Nell’agenda italiana dell’immigrazione via mare restano, in definitiva, molti temi da affrontare, ivi compreso la collaborazione giudiziaria con i Paesi del Nord Africa per la prevenzione e repressione del traffico di esseri umani e di migranti, cercando un anche il coinvolgimento della Corte Penale Internazionale nell’esercizio della sua giurisdizione sulla base delle pertinenti risoluzione del Consiglio di Sicurezza dell’Onu relative alla situazione della Libia.

La politica estera come luogo di bilanciamento dei diversi interessi
È proprio il campo della politica estera, che per tradizione e capacità costituisce uno dei domini più elevati dello statecraft, dell’arte del governo, a dover rappresentare il luogo ove le esigenze politiche, umanitarie, economiche, di sicurezza, giuridiche, strategiche si debbano fondere e armonizzare. Non che questo possa essere l’unico ambito ove trattare un dossier la cui multiforme natura obbliga a considerarlo da una pluralità di punti di vista, sia interni che esterni.
Ma è importante che non manchi la dimensione esterna delle politiche di sicurezza migratorie. Questo perché, visto che trattiamo di fenomeni che si originano a svariate migliaia di chilometri dalle nostre coste e coinvolgono un numero elevato di Paesi terzi, spesso scarsamente stabili e capaci, i flussi possono essere governati e la human security dei migranti e il perseguimento della sicurezza degli Stati possono essere conciliati solo operando in prossimità dei Paesi di conflitto e lungo le frontiere delle rotte dei transiti illegali.

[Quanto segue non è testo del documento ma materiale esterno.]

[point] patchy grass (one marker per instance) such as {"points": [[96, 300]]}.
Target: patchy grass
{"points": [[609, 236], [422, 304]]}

Infine occorre tenere presente che la sicurezza migratoria si compone di una dimensione interna, che è il dominio dei ministeri dell’Interno e delle Politiche d’integrazione, e di una dimensione esterna, che è quello della politica estera. La qualità dei flussi, che in ultima analisi è la loro utilità o pericolosità sociale, viene solitamente gestita sul territorio nazionale dai ministeri dell’Interno attraverso strumenti di prevenzione ed integrazione; la magnitudine dei flussi e la loro natura strategica (ostile o meno agli interessi nazionali) possono essere controllate solo con azioni di politica estera sviluppate a migliaia di chilometri di distanza, presso gli Stati di origine e transito.
La necessità dell’azione esterna della politica migratoria è anche evidente per evitare il rischio che l’Europa reagisca in maniera sproporzionata ed irrazionale al mutato significato dei flussi migratori, adottando politiche ispirate alla sola sicurezza interna, chiudendo ermeticamente le proprie frontiere e incentivando l’accoglienza in quei Paesi, come l’Italia, ove la geografia rende più difficile il controllo delle frontiere marittime e su cui il diritto europeo pone degli obblighi maggiori.